The rise in grant users has been concurrent with a rise in teenage pregnancy figures in two of the country’s most populous provinces. Gauteng department of education statistics collected by the Education Management Information System reflected a definite upward surge in schoolgirl pregnancy, with the number surging from 1 388 in 2003 to 2 336 in 2006.

Although provincial figures in KwaZulu-Natal have been difficult to collate because of the province’s size, a survey conducted in 120 schools showed that 727 schoolgirls fell pregnant in 2005 compared to 632 in 2004 in the same schools.

David Harrison of loveLife believes that it is only adults, who often have no insight into the motivations of teenagers, who believe that the child-support grant is fuelling teenage pregnancy rates. ‘Nurses and teachers often say the grant has had a negative impact on young people. But information from the department of social development, which has been quoted quite a bit, shows that the lag between birth and getting the grant discourages mothers to look at it [the grant] that way.”

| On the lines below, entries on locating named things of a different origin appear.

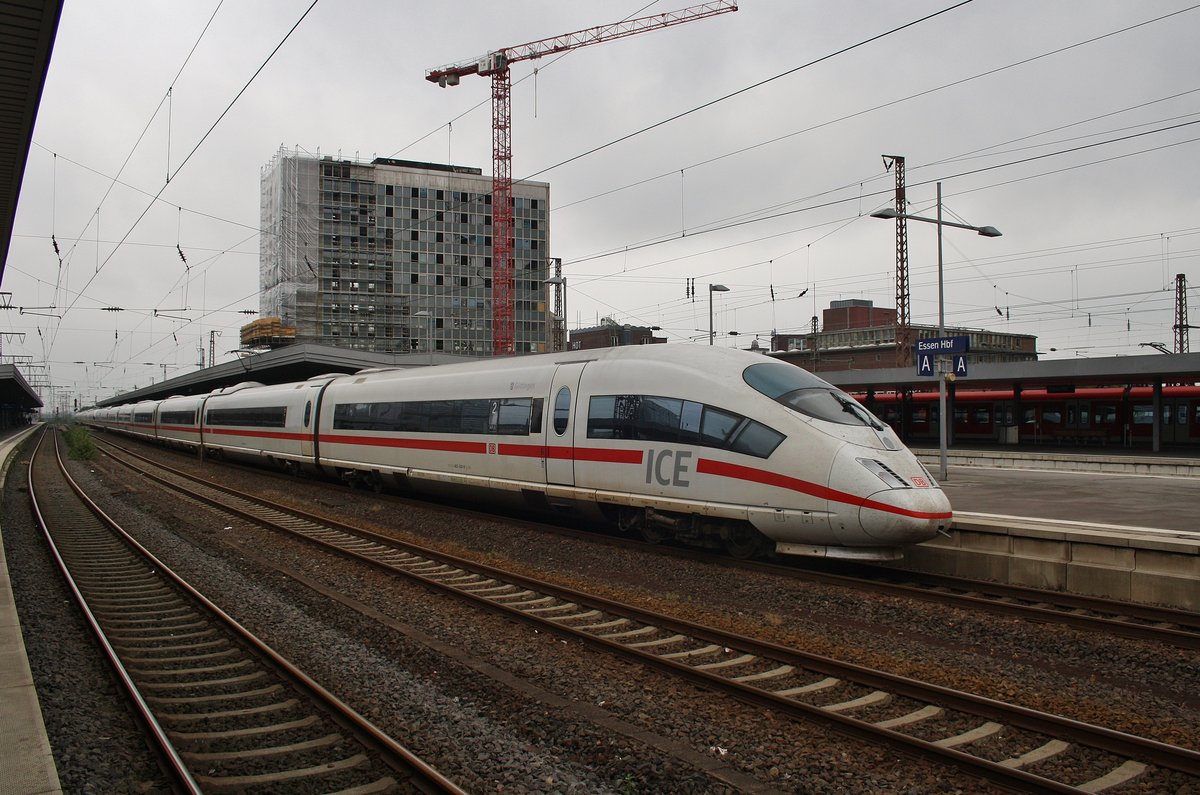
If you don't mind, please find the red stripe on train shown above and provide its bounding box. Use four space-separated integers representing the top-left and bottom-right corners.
696 459 954 519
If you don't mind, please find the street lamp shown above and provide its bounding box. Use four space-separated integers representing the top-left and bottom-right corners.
708 285 730 345
541 276 571 351
413 309 433 367
871 183 1000 480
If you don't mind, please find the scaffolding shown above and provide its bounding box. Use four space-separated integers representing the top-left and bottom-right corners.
260 149 553 355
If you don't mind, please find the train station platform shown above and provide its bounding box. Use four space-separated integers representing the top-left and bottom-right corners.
0 425 62 795
898 449 1200 610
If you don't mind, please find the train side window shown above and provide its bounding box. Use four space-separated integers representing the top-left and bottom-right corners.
700 406 742 447
637 395 683 442
554 387 571 436
731 419 784 459
529 398 546 434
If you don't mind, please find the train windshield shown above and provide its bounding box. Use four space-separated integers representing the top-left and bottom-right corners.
742 361 884 430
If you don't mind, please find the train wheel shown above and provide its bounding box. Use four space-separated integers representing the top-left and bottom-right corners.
722 525 767 561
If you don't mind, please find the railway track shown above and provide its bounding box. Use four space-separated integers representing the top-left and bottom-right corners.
93 432 1200 650
91 437 1200 793
28 432 462 794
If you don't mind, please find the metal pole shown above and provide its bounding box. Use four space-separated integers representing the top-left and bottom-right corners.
708 285 713 345
937 183 947 480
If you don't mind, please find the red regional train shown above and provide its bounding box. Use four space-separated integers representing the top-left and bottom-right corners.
858 385 1200 448
79 345 953 560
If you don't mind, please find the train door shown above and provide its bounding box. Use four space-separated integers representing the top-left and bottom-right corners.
300 384 325 459
546 361 587 486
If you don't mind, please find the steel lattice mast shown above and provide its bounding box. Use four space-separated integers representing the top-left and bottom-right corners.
1175 274 1192 353
883 155 913 367
425 0 738 355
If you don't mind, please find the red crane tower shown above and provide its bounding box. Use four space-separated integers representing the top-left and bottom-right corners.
425 0 738 355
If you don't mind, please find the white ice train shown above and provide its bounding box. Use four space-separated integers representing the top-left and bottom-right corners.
82 345 952 560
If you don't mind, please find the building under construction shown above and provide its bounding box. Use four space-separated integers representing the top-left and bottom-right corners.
258 149 552 355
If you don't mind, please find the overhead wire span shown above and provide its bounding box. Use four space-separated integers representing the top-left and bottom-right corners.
50 0 319 348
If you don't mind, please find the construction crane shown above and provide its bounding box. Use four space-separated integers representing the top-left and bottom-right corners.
425 0 738 355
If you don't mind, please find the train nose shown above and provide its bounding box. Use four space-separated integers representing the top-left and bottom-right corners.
830 444 954 546
858 488 954 544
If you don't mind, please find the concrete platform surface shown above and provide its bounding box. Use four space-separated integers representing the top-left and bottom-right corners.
935 466 1200 533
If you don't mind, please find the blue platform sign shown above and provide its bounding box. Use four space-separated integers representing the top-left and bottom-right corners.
917 335 971 355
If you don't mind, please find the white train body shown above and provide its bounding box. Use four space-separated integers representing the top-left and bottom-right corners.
85 345 952 560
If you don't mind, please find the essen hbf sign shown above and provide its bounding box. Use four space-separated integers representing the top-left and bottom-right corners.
917 335 971 377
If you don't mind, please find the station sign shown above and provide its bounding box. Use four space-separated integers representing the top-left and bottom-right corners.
917 336 971 378
917 335 971 355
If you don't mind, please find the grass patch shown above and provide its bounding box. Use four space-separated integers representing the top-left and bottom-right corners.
65 425 96 461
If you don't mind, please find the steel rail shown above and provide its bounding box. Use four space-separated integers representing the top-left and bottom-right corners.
37 432 466 795
91 439 1200 793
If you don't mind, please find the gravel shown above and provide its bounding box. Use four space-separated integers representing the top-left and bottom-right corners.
4 432 1200 794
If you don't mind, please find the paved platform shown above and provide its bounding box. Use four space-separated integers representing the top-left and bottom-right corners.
0 426 62 795
926 460 1200 533
898 450 1200 610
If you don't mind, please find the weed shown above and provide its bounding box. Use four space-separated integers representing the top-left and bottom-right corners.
66 425 96 461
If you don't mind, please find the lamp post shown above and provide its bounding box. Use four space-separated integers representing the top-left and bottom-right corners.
708 285 730 345
871 183 1000 480
413 309 433 367
541 276 571 351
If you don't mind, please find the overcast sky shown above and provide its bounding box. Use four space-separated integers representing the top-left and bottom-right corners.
0 0 1200 402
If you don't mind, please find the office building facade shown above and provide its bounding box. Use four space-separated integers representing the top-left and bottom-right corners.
259 149 552 357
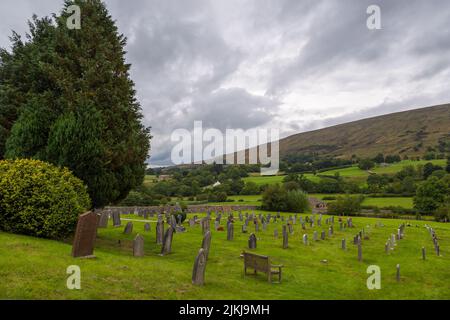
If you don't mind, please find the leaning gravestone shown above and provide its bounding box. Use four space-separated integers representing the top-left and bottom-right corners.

Harrison added that the child-support grant was valuable in curbing the spread of Aids as it made young girls more financially independent and less reliant on older men.

But, condom use among young people remains worryingly low. A 2003 Reproductive Health Research Unit survey conducted on behalf of loveLife revealed that only 52% of teenagers aged between 15 and 19 used condoms during their last sexual encounter. Even more concerning is that 36% of youth aged between 15 and 24 felt they were not at risk of contracting HIV.

Catherine Macphail, a senior researcher who worked on the survey in which 12 000 youths were interviewed, says: ‘The prevalence of teenage pregnancy shows that we are not getting through to a lot of young people.”

Schools are still not sure what to do with pregnant pupils. According to Lunga Ngqengelele, the ministerial spokesperson for the department of education, the department’s guidelines on handling teenage pregnancy will be published in the next few weeks. ‘In light of recent reports [about the spike in figures], the matter is quite urgent,” says Ngqengelele. ‘The department has forwarded the guidelines to [Minister Naledi Pandor] and she is applying her mind to them. The fact is that no child can be denied access to education.”